My goal is to instrument a Jersey client to collect data on HTTP response/execution time, and I had thought I had the right approach by implementing a JAX-RS ClientRequestFilter
and a ClientResponseFilter
with code in each to record the start and end of the request. However when used with code like the following:
InputStream is = client.target("https://mytarget")
.request(MediaType.APPLICATION_OCTET_STREAM).get(InputStream.class));
// Actually consume the stream, which seems to block waiting for data
final byte[] bytes = IOUtils.toByteArray(is);
... I experience a significant problem as I only end up measuring what appears to be time to header download, and do not measure time it takes to download the entire entity which seems to be happen as I convert the input stream to a byte array (just an example, in my case I am reading the entity contents as they become available).

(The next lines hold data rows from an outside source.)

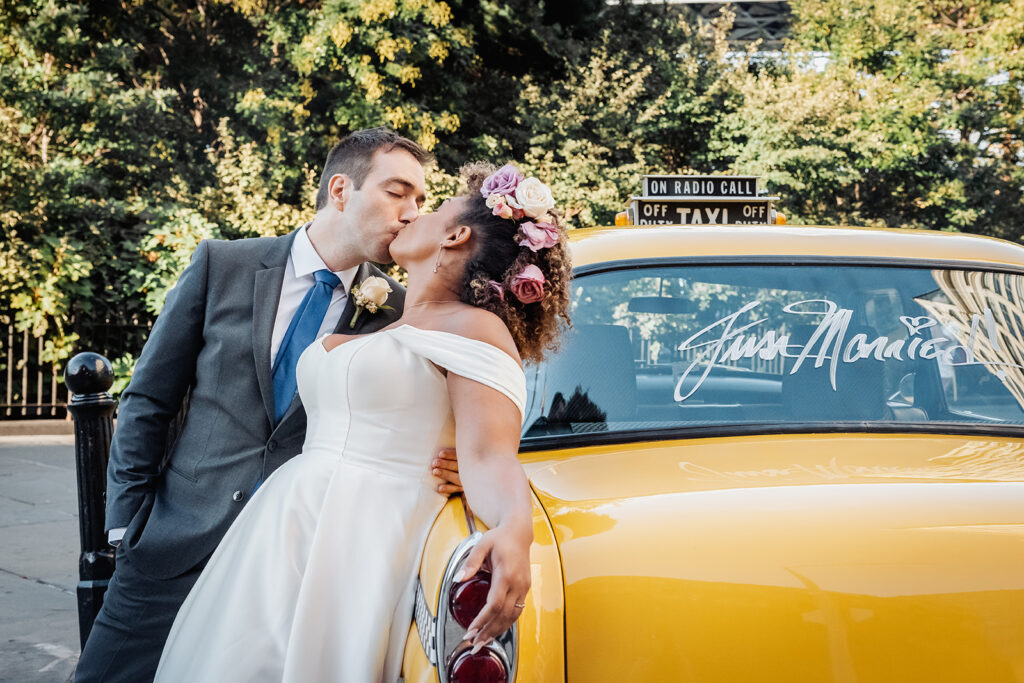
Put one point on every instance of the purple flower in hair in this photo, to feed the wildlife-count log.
(502, 181)
(538, 236)
(497, 288)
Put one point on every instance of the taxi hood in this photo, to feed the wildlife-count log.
(791, 557)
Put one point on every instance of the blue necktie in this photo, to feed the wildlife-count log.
(301, 332)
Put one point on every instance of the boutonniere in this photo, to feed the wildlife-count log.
(370, 294)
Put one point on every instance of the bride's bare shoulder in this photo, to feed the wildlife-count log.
(481, 325)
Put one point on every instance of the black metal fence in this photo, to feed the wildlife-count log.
(32, 388)
(30, 385)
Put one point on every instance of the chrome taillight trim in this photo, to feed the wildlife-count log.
(426, 625)
(449, 635)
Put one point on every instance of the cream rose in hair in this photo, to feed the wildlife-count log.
(534, 198)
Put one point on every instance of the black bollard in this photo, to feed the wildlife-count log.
(89, 376)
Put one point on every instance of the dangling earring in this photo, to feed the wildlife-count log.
(437, 264)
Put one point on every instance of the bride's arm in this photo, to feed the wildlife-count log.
(487, 426)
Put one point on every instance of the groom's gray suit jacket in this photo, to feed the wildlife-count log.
(212, 343)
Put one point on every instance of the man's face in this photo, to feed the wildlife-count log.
(389, 200)
(421, 240)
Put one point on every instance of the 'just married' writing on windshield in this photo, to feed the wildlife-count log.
(724, 341)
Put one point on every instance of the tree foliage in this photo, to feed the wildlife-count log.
(132, 129)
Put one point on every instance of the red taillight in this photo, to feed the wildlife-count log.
(468, 598)
(484, 667)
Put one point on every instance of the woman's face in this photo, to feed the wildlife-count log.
(420, 240)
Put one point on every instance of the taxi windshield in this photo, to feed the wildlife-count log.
(668, 348)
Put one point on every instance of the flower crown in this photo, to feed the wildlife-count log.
(509, 195)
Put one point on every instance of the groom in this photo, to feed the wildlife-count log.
(228, 338)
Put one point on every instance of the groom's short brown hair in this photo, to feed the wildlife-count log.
(353, 156)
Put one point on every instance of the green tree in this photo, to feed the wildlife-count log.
(910, 117)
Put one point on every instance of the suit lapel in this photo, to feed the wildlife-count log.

My use case is to instrument it for use with a distributed tracer (AWS X-Ray). An alternative I had considered was to use a library for Apache HttpClient for this purpose, but that would require changing the default transport layer for Jersey which seemed like an extreme modification to fix a simple problem. (This is slightly more straightforward with RESTEasy since it does appear to use Apache HttpClient by default so with RESTEasy I might have gone that route.)
Is it possible with Jersey to set up a filter that executes when the last byte is written to the entity? Or is there a better way to go about instrumenting a Jersey client?